(MO*) Het Living Planet Report stelt vast dat België de zesde plaats inneemt op de ranglijst van de landen met de grootste ecologische voetafdruk ter wereld. Bovendien hebben rijke landen een voetafdruk die gemiddeld vijf keer groter is dan die van arme landen. De situatie is problematisch en WWF trekt aan de alarmbel.
Volgens het Living Planet Report dat het WWF op 15 mei lanceerde is de Belgische voetafdruk de zesde grootste ter wereld. Dit is voor de helft te wijten aan ons energieverbruik, wat voornamelijk in huishoudens en in de transportsector hoger is dan in onze buurlanden. België heeft ook een belangrijke chemische en metaalindustrie. Bovendien zitten we meer dan zeven maal boven het wereldwijde gemiddelde wat bebouwde terreinen betreft. We bouwen relatief grote huizen voor relatief kleine gezinnen en hebben een zeer uitgebreid wegennetwerk.

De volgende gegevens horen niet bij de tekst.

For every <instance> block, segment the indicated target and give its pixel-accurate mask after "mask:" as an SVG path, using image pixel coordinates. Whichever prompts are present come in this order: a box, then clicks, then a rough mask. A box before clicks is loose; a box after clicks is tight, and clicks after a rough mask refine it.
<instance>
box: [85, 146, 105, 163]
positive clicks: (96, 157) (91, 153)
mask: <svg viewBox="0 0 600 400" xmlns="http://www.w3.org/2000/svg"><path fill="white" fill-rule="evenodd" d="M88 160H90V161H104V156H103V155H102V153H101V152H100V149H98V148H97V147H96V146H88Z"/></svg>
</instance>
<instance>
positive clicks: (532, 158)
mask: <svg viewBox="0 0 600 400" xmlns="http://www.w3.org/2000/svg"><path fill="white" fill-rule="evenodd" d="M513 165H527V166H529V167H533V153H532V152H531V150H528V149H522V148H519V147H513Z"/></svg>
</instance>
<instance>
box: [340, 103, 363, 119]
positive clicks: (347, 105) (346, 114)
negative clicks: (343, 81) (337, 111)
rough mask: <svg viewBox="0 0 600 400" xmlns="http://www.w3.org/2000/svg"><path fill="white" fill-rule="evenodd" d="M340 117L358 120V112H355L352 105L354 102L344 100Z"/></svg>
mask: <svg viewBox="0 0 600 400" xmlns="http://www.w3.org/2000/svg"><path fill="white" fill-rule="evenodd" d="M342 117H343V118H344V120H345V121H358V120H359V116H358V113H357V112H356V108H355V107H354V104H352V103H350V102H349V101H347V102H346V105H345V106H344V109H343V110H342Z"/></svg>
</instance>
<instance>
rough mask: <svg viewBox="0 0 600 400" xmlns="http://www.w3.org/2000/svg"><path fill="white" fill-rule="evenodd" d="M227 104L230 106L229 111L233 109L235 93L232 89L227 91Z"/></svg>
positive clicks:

Bovenaan de lijst staan Qatar en Koeweit, samen met de Arabische golfstaten. ‘Deze gebieden stoten een waanzinnige hoeveelheid koolstof uit’, zegt Koen Stuyck van WWF. ‘Er wordt aan een hoog tempo grote bebouwing neergezet en het energieverbruik is enorm. Denk maar aan de airconditioning in deze reusachtige gebouwen, of aan de ijspistes die worden aangelegd’.
Opvallend is de grootte van de ecologische voetafdruk van Denemarken. ‘De cijfers zijn gebaseerd op gegevens van enkele jaren geleden en toen had Denemarken nog een conservatieve regering. Nu wordt meer geïnvesteerd in groene energie’, zegt Stuyck. ‘Het land heeft ook een heel open economie en de massale import en export heeft ook een grote invloed op de ecologische voetafdruk’. Denemarken wordt gevolgd door de Verenigde Staten, die verantwoordelijk zijn voor een groot deel van de vervuiling.
De kloof tussen arm en rijk
Buitenlandse investeerders kopen in ontwikkelingslanden grote stukken land op om productiecapaciteit veilig te stellen voor intensieve landbouw in de toekomst. Dit heeft een groot verlies aan biodiversiteit als gevolg. Ook wordt de toegang voor lokale landbouwers afgesloten tot dit land, wat verdere marginalisering in de hand werkt. Meer dan de helft van deze gronden bevinden zich in Afrika maar ook in Azië en Latijns-Amerika.
De voedselcrisis, maar ook bevolkingsgroei, consumptietoename en een toegenomen vraag naar voedsel, biobrandstoffen, grondstoffen en hout hebben dit fenomeen een enorme boost gegeven. WWF schat dat, sinds 2000, een grondgebied ter grootte van West-Europa is ingepalmd via overeenkomsten tussen investeerders en arme landen in het zuiden.
Tijd voor actie
Het rapport stelt een reeks oplossingen voor die worden geformuleerd in 16 prioriteiten met onder meer het beschermen en herstellen van biodiversiteit en ecosystemen, efficiëntere productiemethoden die minder grondstoffen en energie verbruiken, beter en minder consumeren en de waarde van biodiversiteit en ecosysteemdiensten erkennen en integreren in politieke en economische beslissingen. Ook wordt aangedrongen op het maken van wettelijke en beleidskaders die toelaten een eerlijke en duurzame toegang tot voedsel, water en energie te bekomen voor iedereen.
"We kunnen een toekomst maken die voedsel, water en energie voorziet voor negen of tien miljard mensen die de planeet in 2050 zal moeten onderhouden", zegt Jim Leape, directeur van WWF Internationaal.
Het rapport wordt gelanceerd vijf weken voor in Rio De Janeiro de VN-conferentie voor Duurzame Ontwikkeling start. ‘De conferentie kan en moet het moment zijn voor regeringen om een nieuwe koers uit te zetten naar een duurzame en sociaal rechtvaardige samenleving. Het is een unieke opportuniteit voor de coalitie van iedereen die meewil om de krachten te bundelen en een cruciale rol te vervullen in het behoud van onze levende planeet’, aldus nog Jim Leape.